Machine-file extractors and transformers for semantic schema pipelines

Project description

semantic-transformers

A library and a curated collection of parsers that bridge raw instrument output files and the semantic-schemas knowledge graph pipeline.

What this repository contains

semantic-transformers/
  src/semantic_transformers/   Python library (Transformer, QuickMapper, …)
  parsers/                     Machine-specific file parsers
    <domain>/                  Mirrors the semantic-schemas folder structure
      <specialisation>/
        <machine>/             One folder per instrument model
          <machine>_parser.py  Reads the instrument file
          column_mapping.json  Maps column names to ontology class IRIs and units
          README.md            Quick-start, schema compatibility, and known limitations
  docs/                        Guides for users and contributors

The two parts

1. The library (src/semantic_transformers/)

Class Role
Parser Protocol to implement when adding support for a new instrument
ParseResult What every parser returns: simplified JSON + DataFrame
Transformer Runs parsing → JSONata transform → RDF graph
TransformResult What Transformer.run() returns: RDF graph + DataFrame
QuickMapper Turns any tabular file into RDF using a simple YAML mapping (no parser needed)

2. The parsers (parsers/)

Each parser targets a specific instrument model.

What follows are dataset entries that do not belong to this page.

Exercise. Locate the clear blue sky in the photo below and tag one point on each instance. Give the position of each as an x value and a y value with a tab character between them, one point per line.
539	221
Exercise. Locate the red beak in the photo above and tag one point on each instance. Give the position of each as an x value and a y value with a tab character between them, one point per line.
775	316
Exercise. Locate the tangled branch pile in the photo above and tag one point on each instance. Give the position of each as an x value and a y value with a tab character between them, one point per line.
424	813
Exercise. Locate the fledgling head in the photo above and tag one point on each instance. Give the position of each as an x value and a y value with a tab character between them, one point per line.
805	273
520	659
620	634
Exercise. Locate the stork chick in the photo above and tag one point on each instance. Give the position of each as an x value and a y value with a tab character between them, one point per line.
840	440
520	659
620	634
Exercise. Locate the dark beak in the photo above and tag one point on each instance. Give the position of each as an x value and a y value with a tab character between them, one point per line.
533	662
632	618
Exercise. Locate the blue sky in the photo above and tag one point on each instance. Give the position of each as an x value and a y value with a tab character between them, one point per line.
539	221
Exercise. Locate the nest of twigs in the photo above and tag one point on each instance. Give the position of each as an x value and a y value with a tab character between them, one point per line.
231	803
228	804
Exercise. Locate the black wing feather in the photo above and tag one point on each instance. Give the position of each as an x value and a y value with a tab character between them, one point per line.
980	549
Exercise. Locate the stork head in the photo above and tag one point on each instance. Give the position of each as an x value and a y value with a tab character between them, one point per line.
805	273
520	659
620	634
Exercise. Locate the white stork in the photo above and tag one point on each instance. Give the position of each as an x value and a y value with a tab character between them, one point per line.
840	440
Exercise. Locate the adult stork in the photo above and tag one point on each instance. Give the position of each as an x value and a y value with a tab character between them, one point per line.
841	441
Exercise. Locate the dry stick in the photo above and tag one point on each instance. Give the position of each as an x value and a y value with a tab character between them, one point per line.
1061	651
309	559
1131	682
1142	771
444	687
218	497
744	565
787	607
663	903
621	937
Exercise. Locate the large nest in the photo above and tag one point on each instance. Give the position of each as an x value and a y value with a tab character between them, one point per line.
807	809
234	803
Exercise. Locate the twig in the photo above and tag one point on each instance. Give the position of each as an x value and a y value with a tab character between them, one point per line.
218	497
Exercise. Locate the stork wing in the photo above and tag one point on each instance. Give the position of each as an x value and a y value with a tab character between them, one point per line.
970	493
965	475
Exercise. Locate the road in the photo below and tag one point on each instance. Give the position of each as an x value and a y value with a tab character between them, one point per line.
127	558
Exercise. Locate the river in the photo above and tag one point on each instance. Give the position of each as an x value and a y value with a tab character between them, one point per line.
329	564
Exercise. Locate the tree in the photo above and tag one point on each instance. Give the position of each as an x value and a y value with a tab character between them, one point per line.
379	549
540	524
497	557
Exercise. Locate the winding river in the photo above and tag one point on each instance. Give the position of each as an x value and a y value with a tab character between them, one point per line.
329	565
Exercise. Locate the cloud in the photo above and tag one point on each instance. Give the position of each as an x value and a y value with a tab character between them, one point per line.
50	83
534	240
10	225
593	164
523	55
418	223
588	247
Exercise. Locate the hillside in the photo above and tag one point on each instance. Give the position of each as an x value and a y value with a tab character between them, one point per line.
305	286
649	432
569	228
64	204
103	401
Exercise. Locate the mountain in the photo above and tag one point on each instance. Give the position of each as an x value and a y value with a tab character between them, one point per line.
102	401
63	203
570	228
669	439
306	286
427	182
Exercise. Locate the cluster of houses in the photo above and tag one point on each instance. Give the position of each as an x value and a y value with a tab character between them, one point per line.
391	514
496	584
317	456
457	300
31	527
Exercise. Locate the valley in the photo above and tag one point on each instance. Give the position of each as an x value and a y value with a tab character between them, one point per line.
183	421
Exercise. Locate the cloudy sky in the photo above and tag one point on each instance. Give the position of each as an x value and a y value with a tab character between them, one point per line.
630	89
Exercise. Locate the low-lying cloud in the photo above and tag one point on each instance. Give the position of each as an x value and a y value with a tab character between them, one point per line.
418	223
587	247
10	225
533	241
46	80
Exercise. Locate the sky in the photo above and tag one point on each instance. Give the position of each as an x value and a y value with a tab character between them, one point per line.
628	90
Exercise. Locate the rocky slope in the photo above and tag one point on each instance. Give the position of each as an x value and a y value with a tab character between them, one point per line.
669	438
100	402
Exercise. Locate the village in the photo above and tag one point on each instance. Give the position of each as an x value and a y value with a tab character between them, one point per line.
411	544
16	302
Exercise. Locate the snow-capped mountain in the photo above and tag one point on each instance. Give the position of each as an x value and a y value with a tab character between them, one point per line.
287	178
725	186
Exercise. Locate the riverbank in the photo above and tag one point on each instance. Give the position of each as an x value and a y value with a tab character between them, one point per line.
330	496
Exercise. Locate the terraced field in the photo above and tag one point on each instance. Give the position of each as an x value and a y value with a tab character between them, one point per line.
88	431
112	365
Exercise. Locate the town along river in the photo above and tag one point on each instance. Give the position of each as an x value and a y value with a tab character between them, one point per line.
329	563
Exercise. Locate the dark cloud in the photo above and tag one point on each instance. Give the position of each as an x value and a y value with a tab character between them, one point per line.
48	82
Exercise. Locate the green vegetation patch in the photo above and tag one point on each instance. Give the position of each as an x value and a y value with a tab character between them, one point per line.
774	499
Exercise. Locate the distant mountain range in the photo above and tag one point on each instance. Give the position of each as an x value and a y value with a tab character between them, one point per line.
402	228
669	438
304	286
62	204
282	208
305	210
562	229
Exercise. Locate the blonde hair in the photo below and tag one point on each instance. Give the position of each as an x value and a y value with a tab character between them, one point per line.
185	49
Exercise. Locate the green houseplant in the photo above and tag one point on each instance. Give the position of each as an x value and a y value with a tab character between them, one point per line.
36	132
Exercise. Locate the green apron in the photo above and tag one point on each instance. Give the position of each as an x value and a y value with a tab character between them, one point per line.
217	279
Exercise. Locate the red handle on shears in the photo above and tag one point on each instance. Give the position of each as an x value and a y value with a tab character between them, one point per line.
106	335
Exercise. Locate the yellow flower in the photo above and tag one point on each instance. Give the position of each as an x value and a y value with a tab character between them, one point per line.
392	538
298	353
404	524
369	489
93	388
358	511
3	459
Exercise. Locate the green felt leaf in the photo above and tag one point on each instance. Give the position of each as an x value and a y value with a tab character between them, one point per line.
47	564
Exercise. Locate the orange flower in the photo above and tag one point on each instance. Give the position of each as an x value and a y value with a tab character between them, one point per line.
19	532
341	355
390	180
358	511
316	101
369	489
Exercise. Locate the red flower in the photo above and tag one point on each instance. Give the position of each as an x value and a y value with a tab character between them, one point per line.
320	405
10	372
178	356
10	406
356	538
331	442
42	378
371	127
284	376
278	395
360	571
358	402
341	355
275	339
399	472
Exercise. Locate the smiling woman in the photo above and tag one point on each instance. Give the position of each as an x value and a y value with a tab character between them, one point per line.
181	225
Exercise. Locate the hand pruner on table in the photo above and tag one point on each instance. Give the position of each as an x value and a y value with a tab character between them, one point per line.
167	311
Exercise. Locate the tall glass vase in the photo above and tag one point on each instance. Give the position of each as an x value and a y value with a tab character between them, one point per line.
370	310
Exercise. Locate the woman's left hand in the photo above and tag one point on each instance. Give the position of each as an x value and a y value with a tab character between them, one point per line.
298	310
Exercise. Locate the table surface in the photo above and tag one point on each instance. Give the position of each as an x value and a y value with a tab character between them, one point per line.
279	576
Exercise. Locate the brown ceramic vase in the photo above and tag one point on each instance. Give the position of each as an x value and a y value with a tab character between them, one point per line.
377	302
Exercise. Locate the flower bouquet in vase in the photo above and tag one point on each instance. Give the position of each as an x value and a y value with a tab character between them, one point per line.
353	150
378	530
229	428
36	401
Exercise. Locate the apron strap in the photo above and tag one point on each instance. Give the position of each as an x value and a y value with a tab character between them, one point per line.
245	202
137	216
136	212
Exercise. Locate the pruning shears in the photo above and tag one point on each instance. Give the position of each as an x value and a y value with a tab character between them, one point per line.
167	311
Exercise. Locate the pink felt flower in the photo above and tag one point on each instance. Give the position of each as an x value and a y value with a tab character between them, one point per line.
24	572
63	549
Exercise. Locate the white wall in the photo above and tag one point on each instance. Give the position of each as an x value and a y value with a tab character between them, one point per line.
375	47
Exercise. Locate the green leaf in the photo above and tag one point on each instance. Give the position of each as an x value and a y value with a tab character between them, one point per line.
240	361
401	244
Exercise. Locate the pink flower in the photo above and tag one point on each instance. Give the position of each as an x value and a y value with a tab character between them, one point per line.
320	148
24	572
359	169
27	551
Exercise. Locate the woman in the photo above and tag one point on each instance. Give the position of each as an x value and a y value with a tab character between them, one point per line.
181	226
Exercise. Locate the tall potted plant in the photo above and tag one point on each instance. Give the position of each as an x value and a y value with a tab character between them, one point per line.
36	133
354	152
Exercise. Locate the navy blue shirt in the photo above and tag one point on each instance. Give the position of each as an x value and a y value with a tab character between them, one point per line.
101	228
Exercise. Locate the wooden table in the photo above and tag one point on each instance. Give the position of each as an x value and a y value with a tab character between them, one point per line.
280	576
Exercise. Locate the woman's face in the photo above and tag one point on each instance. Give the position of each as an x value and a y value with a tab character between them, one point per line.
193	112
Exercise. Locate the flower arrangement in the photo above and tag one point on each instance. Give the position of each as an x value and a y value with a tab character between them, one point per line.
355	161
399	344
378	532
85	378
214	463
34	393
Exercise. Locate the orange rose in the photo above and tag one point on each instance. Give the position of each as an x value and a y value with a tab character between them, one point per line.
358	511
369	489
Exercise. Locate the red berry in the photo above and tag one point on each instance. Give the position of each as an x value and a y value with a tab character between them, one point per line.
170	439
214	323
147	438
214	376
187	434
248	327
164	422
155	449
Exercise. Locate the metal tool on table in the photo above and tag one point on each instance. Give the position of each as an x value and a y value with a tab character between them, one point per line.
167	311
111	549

The folder path mirrors the schemas/ tree in semantic-schemas:

Schema Instrument Parser path
characterization/tensile-test/TTO Zwick/Roell (testXpert III) parsers/characterization/tensile-test/zwick/

Installation

Using pip (recommended)

# Install the transformers library
pip install semantic-transformers

# Optional: install optional dependencies
pip install semantic-transformers[excel]  # for Excel file support
pip install semantic-transformers[dev]    # for development and testing

Development installation

Both repositories are designed to be cloned as siblings under a shared folder:

mkdir semantic-dataspace && cd semantic-dataspace

git clone https://github.com/Semantic-Dataspace/semantic-schemas
git clone https://github.com/Semantic-Dataspace/semantic-transformers

python3 -m venv .venv
source .venv/bin/activate        # Windows: .venv\Scripts\activate

pip install -e semantic-transformers/
pip install jupyterlab            # only needed for the interactive notebooks

Two ways to use this library

Option A: you have a supported instrument

Use a ready-made parser and the matching schema notebook. For a Zwick/Roell tensile test:

jupyter lab semantic-schemas/schemas/characterization/tensile-test/TTO/docs/2_tensile_test_csv_workflow.ipynb

Edit Step 0 (one line, point to your file) and run all cells. Done.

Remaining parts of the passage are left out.